Как тут было не обалдеть? Открытие мира, энциклопедия для человека двенадцати лет! Это было только начало, а потом пошли люди, один другого увлекательней, череда их лесом вырастала вокруг: дядя Витя густо населил созданный им мир. В центре мироздания помещался он сам, но в новом обличии: не уверенный в себе победитель, каким я его знала, а влюбленный, отвергнутый, потерянный, изгнанный из страны (“бросил страну, что меня вскормила”, как сказал бы современный читатель), готовый мертвым лечь в провал мостовой против Дома искусства, “чтобы исправить дорогу для русских грузовых автомобилей”[291]
. Окружавшие его в Берлине, оставленные им в России и жившие в его памяти, равно как и в русской литературе, возникали со страниц книги последовательно, и с каждым складывались у меня сложные личные отношения: они четко делились на друзей, учителей и врагов.Таинственным образом случилось так, что почти все они потом – реально или виртуально – но столь же последовательно и неотвратимо возникали в моей взрослой жизни и по ходу дела менялось мое к ним отношение.

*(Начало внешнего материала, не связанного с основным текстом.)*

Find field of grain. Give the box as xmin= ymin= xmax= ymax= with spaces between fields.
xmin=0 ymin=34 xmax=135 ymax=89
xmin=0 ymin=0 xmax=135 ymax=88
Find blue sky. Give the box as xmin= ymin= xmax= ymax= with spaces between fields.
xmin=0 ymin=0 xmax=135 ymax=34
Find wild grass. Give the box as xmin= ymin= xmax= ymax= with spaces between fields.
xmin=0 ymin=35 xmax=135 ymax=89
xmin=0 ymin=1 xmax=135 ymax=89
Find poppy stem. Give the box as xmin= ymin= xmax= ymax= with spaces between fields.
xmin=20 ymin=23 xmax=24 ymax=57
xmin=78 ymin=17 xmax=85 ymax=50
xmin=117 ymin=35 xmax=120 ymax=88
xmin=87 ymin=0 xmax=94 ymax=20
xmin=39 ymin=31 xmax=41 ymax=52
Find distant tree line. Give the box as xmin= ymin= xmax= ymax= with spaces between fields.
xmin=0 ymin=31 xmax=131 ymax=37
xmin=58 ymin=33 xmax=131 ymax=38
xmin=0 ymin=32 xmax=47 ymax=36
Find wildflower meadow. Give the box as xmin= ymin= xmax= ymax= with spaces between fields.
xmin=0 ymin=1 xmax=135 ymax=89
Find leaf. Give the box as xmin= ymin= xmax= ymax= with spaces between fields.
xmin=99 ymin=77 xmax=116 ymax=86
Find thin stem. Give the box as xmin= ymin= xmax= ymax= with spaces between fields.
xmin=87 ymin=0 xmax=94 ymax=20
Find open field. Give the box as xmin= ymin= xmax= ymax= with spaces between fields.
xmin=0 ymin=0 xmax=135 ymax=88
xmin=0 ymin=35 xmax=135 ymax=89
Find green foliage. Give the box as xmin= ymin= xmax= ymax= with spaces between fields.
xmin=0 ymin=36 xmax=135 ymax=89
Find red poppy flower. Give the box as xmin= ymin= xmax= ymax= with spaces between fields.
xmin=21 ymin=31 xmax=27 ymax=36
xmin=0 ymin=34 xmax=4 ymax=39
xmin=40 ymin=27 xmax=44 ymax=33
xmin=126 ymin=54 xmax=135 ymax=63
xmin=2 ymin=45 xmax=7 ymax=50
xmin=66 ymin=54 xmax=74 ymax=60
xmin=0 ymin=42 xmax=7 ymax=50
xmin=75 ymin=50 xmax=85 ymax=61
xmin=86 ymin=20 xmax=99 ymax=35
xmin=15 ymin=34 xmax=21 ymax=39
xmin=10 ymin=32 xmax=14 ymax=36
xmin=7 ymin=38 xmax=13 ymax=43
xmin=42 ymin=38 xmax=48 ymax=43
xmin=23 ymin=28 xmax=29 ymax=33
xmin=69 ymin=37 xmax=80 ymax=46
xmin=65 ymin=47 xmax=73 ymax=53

Эльза Триоле, “Аля”, адресат писем не о любви, запретившая автору писать о его к ней безответной любви и тем вызвавшая к жизни лирические эссе Виктора Шкловского о литературе, поначалу была безоговорочно зачислена в стан врагов, но показалась мне неотразимо милой и, в отличие от старшей ее сестры, чуть ли не застенчивой, слегка смущенной всеобщим вниманием и потоком комплиментов, когда, в один из приездов ее и Арагона в Москву после их выступления отец меня с ней познакомил, что, никуда не денешься, пришлось в душе с ней помириться. Отец скептически отнесся к моему умилению, хотя и признался, что Эльза всегда казалась ему более привлекательной, чем Лиля.
Бориса Пастернака, возникшего в “Zоо” в “Письме шестнадцатом” после встреч в Чистополе я и так числила среди друзей. С восторгом кинулась было читать “
Апеллесову черту”, когда обнаружила ее в своей Снежной библиотеке, но убедилась, что ранняя оригинальная проза Пастернака в отличие “Ромео и Джульетты” в его переводе мне не по зубам. В “Zоо” Б.Л. – двадцатью годами моложе того, что раскладывал испещренные его рукой страницы на нашем кухонном столе, но он так же вне привычной ему среды и обстановки, только не в Чистополе, а в Берлине. “Этот человек, – говорит о нем Виктор Шкловский, заново и на новом уровне знакомя меня с Пастернаком, – чувствовал <…> тягу истории. Он чувствует движение, его стихи прекрасны своей тягой, строчки их рвутся и не могут улечься, как стальные прутья, набегают друг на друга, как вагоны внезапно заторможенного поезда. Хорошие стихи”[292].Иван Пуни из “Письма четырнадцатого”, где речь идет “О том, как любит художник и как надо любить художника” (имени “Пуни” до “Zоо” я слыхом не слыхивала: мудрено было в те годы услышать имя художника-эмигранта!), и его жена Ксана Богуславская, “неплохой, хотя и сладкий, художник”[293]
, появились в начале шестидесятых. Она – вживе, из первых ласточек, залетевших из Парижа в советскую Москву, точь-в-точь комическая старуха со сцены Малого театра, поражая видом (золотистые кудельки вокруг шляпки, прикрывавшей неподкрашенную седую макушку), непривычными понятиями (“наш галерейщик”, “наши коллекционеры”), манерами (“Так и будешь дуть не жрамши?” – осведомилась она у доставившего ее к нам интуристского шофера, чином, похоже, не ниже полковника). Иван Пуни сопровождал ее репродукциями своих работ, привезенными Ксаной и поселившимися в нашем с Константином жилище.Роман Якобсон, названный в “Zоо” “другом и братом”, естественно вошел в число самых близких.
Прости меня, Велимир Хлебников, за то, что я греюсь у огня чужих редакций. За то, что я издаю свою, а не твою книжку. Климат, учитель, у нас континентальный.
Лисицы имеют свои норы, арестанту дают койку, нож ночует в ножнах, ты же не имел куда приклонить свою голову[294]
.Стыдно признаться, но аллюзии не были мною узнаны: “Zоо” я прочла раньше, чем Евангелие, – еще почти два года должны миновать, должна закончиться война и отец должен вернуться с фронта, чтобы миниатюрная, одолженная им у его брата Сергея книжка “Новый Завет Господа нашего Иисуса Христа” оказалась в моих руках. В то безбожное время мы были чудовищно невежественны: библейские притчи и церковные обряды узнавали клочками из классической литературы, благо вся она на этом фундаменте росла и держалась. Трагедию отца, принесшего сына в жертву высокой идее, мы оплакивали, читая “Овода”, а не Священное Писание.